O movimento soa pequeno, mas reordena forças no mercado que cresceu 70% em dólar desde o início da pandemia. Ao liberar um “Gunpla sem cor” fora do Japão, a empresa mede o apetite de dois públicos de alto tíquete: modelistas que preferem pintar cada painel do zero e colecionadores que veem na paleta apagada o selo de exclusividade que costuma inflacionar o preço no eBay.
Reedição troca brilho por status e mira a carteira do pintor profissional
Diferente da versão regular, o kit chega com sprues moldados em apenas três tons de cinza, peças internas douradas e detalhes de arma em preto opaco. Na prática, isso faz o Strike Freedom parecer uma estátua em escala 1/144 pronta para receber aerógrafo — exatamente o que agrada canais de customização que pipocaram no TikTok durante o isolamento.
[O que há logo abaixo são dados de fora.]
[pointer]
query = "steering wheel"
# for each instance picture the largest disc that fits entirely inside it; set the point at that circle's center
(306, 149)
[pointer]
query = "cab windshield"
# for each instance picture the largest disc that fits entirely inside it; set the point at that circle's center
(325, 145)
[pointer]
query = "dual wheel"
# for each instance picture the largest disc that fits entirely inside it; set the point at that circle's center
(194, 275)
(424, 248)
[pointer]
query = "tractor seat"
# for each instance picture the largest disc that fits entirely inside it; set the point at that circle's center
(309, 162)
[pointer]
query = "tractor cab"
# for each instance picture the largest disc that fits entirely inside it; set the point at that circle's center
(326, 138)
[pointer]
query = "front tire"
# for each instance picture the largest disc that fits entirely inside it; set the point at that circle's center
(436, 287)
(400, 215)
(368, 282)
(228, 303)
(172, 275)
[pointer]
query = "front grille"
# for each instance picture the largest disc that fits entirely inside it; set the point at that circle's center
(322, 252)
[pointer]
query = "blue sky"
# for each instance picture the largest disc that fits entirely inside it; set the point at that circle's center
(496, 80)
O pacote acompanha os mesmos wings of light articulados e a armação dourada que celebrizaram o design de Kira Yamato em Mobile Suit Gundam SEED Destiny, mas cobra 55 dólares, 20% acima do preço de capa do modelo colorido. Para a Bandai, o sobrepreço paga o banho metalizado e, de quebra, calibra a percepção de luxo que faltava aos lançamentos rotineiros.
Essas cifras ecoam o que já acontece com linhas paralelas. A Takara vendeu o Lio Convoy translúcido de Beast Wars por valor similar, enquanto a Hasbro inflacionou peças “battle damaged”, citadas em nossa análise de Megatron e Grimlock. A conta fecha porque o consumidor de nicho aceita pagar mais por um produto que ostente raridade tangível.
Por que a Bandai arrisca o Ocidente agora
A resposta imediata está no estouro de Mobile Suit Gundam SEED Freedom nos cinemas asiáticos em janeiro. A animação reavivou a franquia e empurrou as prateleiras, mas o estoque japonês saturou rápido — abrir o mercado norte-americano representa diluir a procura sem reimprimir demais, preservando a aura de peça curta.
Também pesa o efeito pós-Witch from Mercury. Quando a Bandai relançou o kit exclusivo da série em março, a marca bateu recorde de tráfego no site da Bluefin, filial que distribui Gunpla nos EUA, sinalizando demanda reprimida. Internamente, executivos enxergam o país como antídoto ao mercado paralelo que aplica sobrepreço de 150% em revenda.
Brecha no mercado cinza e recado para o futuro
Até aqui, o monopólio de edições limitadas sustentava toda uma rede de importadores independentes. Ao oferecer o Strike Freedom cinza direto ao consumidor ocidental com tiragem escalonada, a Bandai dribla atravessadores e testa se a margem extra compensa a entrega oficial. Caso o experimento seja positivo, variantes similares de Destiny Gundam e até de icônicos como Super Saiyajin 2 Gohan — vencedor da enquete citada em nossa matéria — podem seguir a trilha para além das feiras japonesas.
A pré-venda reabre em julho. Quem perder a janela terá de disputar revenda a preços que já dobraram nas últimas 48 horas — sinal de que o teste encontrou terreno fértil. Resta saber se a Bandai manterá a torneira fechada para continuar chamando cinza de ouro.